1. ## collision

if boat x has position 2 i 7 j and velocity 4 i 5 j and boat y has position 6 i 9 j and velocity 3 i 4 j prove they are on a collision course .

im trying to do this by finding there relative positions and velocities. im trying to make use of if they are on a collision course their velocities in the direction perpendicular to them in the j direction must be equal

2. ## Re: collision

if boat x has position 2 i 7 j and velocity 4 i 5 j and boat y has position 6 i 9 j and velocity 3 i 4 j prove they are on a collision course .
do all the positions and velocities have strictly positive components? (I don't see any + or - signs)

3. ## Re: collision

Originally Posted by markosheehan
if boat x has position 2 i 7 j and velocity 4 i 5 j and boat y has position 6 i 9 j and velocity 3 i 4 j prove they are on a collision course .
So at any time, t, boat x has position vector <2, 7>+ t<4, 5>= <2+ 4t, 7+ 5t>.
And boat y has position vector <6, 9>+ t<3, 4>= <6+ 3t, 9+ 4t>. Is there any time, t, such that those two positions are the same?
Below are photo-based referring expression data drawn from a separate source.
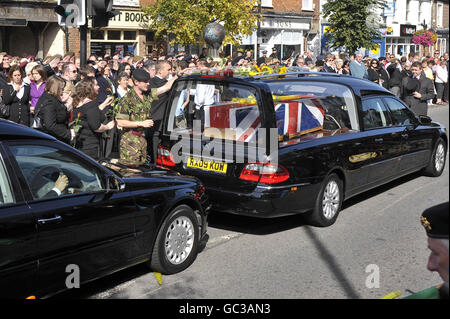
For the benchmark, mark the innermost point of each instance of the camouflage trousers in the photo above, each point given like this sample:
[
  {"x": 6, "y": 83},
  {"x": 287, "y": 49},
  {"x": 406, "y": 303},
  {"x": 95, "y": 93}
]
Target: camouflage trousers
[{"x": 133, "y": 150}]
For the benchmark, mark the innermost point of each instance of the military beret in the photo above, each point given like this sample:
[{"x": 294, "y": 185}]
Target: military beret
[
  {"x": 412, "y": 85},
  {"x": 141, "y": 75},
  {"x": 435, "y": 221}
]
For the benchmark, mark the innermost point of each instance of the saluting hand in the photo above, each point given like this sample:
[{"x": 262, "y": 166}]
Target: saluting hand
[
  {"x": 111, "y": 125},
  {"x": 146, "y": 123},
  {"x": 62, "y": 182}
]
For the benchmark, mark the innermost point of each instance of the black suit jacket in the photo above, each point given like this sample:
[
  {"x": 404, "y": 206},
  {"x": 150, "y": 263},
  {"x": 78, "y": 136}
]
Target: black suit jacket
[
  {"x": 159, "y": 105},
  {"x": 419, "y": 105},
  {"x": 19, "y": 110},
  {"x": 54, "y": 117}
]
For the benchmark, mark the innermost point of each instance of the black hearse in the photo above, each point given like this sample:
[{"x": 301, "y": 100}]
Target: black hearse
[{"x": 275, "y": 145}]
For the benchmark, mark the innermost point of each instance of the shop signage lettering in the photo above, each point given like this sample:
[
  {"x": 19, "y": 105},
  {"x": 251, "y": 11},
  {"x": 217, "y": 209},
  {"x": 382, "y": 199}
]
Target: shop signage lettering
[
  {"x": 131, "y": 17},
  {"x": 407, "y": 30}
]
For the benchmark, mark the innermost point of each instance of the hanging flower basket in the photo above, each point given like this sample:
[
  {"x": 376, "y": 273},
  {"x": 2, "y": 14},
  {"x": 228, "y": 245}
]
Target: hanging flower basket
[{"x": 424, "y": 37}]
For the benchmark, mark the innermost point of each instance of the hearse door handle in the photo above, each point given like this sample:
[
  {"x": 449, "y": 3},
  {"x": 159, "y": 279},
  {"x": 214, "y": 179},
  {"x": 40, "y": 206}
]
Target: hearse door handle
[{"x": 55, "y": 219}]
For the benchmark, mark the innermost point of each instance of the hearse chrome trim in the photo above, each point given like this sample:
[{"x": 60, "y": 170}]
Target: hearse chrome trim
[{"x": 281, "y": 187}]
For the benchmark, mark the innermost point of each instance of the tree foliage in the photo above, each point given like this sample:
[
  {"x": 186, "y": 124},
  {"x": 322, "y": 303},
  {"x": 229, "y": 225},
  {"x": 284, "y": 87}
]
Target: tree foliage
[
  {"x": 184, "y": 20},
  {"x": 353, "y": 23}
]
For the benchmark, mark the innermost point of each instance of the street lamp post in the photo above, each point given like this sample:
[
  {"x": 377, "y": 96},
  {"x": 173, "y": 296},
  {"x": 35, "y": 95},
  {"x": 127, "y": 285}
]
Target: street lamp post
[{"x": 213, "y": 34}]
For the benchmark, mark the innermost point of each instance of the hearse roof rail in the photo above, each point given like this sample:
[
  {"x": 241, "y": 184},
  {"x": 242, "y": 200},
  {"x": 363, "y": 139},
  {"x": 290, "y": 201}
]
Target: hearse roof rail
[{"x": 278, "y": 75}]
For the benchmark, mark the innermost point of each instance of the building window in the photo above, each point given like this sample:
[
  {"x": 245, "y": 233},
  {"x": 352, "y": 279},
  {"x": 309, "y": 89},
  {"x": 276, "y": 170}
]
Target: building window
[
  {"x": 97, "y": 34},
  {"x": 129, "y": 35},
  {"x": 439, "y": 15},
  {"x": 307, "y": 5},
  {"x": 113, "y": 35},
  {"x": 150, "y": 36},
  {"x": 266, "y": 4}
]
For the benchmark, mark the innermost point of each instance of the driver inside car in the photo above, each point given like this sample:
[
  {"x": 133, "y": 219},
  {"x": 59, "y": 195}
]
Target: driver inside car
[{"x": 60, "y": 185}]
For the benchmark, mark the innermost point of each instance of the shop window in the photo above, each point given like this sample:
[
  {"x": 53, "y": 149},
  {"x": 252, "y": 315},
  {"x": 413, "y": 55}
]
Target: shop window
[
  {"x": 307, "y": 5},
  {"x": 266, "y": 4},
  {"x": 150, "y": 36},
  {"x": 129, "y": 35},
  {"x": 97, "y": 34},
  {"x": 113, "y": 35}
]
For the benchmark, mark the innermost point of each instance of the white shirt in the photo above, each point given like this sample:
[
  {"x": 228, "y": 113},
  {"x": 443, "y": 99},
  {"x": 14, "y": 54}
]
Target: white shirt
[
  {"x": 21, "y": 91},
  {"x": 441, "y": 74},
  {"x": 204, "y": 95}
]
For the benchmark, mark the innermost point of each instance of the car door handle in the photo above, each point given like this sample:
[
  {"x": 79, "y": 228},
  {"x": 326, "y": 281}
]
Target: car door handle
[{"x": 57, "y": 218}]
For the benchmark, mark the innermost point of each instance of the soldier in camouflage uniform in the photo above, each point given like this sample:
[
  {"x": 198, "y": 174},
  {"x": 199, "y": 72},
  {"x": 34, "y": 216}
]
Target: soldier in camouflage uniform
[{"x": 134, "y": 117}]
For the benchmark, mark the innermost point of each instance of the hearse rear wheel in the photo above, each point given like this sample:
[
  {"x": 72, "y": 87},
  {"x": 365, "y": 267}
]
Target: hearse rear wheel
[
  {"x": 328, "y": 203},
  {"x": 437, "y": 160},
  {"x": 176, "y": 245}
]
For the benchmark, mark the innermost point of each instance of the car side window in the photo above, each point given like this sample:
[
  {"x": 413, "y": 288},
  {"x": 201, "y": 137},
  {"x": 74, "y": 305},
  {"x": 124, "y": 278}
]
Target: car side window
[
  {"x": 375, "y": 114},
  {"x": 44, "y": 169},
  {"x": 401, "y": 114},
  {"x": 6, "y": 196}
]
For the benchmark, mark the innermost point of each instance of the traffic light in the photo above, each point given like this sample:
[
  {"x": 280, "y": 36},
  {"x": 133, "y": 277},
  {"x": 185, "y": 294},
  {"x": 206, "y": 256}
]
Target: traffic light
[
  {"x": 101, "y": 11},
  {"x": 71, "y": 13}
]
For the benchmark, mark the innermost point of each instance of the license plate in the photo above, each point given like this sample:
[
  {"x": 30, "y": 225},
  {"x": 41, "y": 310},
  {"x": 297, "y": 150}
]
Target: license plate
[{"x": 208, "y": 165}]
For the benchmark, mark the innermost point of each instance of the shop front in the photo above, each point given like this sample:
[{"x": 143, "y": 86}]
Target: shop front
[
  {"x": 285, "y": 34},
  {"x": 30, "y": 29},
  {"x": 127, "y": 33},
  {"x": 399, "y": 40}
]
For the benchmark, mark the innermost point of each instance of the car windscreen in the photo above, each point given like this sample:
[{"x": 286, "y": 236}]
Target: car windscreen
[
  {"x": 220, "y": 110},
  {"x": 304, "y": 107}
]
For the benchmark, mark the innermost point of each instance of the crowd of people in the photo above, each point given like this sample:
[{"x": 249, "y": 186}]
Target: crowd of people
[{"x": 73, "y": 102}]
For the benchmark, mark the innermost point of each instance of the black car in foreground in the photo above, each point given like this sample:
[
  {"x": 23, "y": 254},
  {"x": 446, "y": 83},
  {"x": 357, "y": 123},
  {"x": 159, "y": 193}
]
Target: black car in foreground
[
  {"x": 100, "y": 223},
  {"x": 275, "y": 145}
]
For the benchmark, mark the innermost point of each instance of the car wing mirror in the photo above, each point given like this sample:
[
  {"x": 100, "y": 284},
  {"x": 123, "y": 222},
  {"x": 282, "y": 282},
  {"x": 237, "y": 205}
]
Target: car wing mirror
[
  {"x": 113, "y": 184},
  {"x": 425, "y": 120}
]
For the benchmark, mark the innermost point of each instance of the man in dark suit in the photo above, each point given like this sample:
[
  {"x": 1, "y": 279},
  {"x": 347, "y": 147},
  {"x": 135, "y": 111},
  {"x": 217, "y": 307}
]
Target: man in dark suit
[
  {"x": 417, "y": 97},
  {"x": 159, "y": 81}
]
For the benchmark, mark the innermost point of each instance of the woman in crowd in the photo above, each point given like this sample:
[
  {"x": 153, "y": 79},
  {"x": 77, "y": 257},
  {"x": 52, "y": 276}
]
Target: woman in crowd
[
  {"x": 346, "y": 67},
  {"x": 339, "y": 63},
  {"x": 122, "y": 84},
  {"x": 88, "y": 114},
  {"x": 395, "y": 77},
  {"x": 17, "y": 96},
  {"x": 125, "y": 67},
  {"x": 441, "y": 80},
  {"x": 427, "y": 70},
  {"x": 37, "y": 86},
  {"x": 106, "y": 86},
  {"x": 52, "y": 111},
  {"x": 373, "y": 72}
]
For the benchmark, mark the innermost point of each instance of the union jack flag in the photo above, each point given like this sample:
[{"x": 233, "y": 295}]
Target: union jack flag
[
  {"x": 299, "y": 117},
  {"x": 243, "y": 120}
]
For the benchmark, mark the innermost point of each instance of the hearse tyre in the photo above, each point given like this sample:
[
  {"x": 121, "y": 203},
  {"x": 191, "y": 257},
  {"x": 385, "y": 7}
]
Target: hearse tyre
[
  {"x": 328, "y": 203},
  {"x": 176, "y": 245},
  {"x": 437, "y": 159}
]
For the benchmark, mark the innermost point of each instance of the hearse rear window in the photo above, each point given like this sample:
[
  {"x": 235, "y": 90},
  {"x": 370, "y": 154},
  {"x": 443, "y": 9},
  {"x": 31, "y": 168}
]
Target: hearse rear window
[
  {"x": 318, "y": 108},
  {"x": 225, "y": 110}
]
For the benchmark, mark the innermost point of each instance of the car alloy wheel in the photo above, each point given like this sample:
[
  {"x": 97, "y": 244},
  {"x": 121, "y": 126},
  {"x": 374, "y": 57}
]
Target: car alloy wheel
[
  {"x": 328, "y": 202},
  {"x": 179, "y": 240},
  {"x": 176, "y": 245},
  {"x": 436, "y": 164},
  {"x": 439, "y": 158},
  {"x": 331, "y": 200}
]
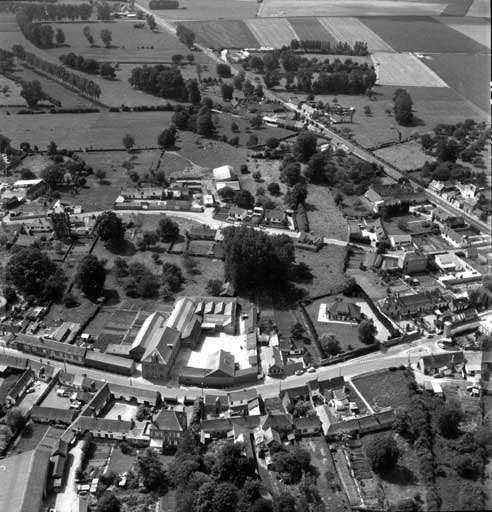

That is, is there one value of t such that 2+ 4t= 6+ 3t and 7+ 5t= 9+ 4t? It should be easy to solve the first equation for t, then substitute that value of t to check if it also satisfies the second equation.

im trying to do this by finding there relative positions and velocities. im trying to make use of if they are on a collision course their velocities in the direction perpendicular to them in the j direction must be equal
In "their velocities in the direction perpendicular to them", what does "them" refer to?

4. ## Re: collision

Sorry ye all their velocities and displacements are positive. Ye I know how to solve for the time when they collide but is there a way just to prove they will collide

5. ## Re: collision

Originally Posted by markosheehan
Sorry ye all their velocities and displacements are positive. Ye I know how to solve for the time when they collide but is there a way just to prove they will collide
not really. The courses could cross without collision. You have to ensure that the positional intersection of the courses occurs at the same time for a collision to occur so one way or the other you're going to need that time.

6. ## Re: collision

Originally Posted by markosheehan
Sorry ye all their velocities and displacements are positive. Ye I know how to solve for the time when they collide but is there a way just to prove they will collide
You say "I know how to solve for the time when they collide". So do that! If there is such a time then they will collide!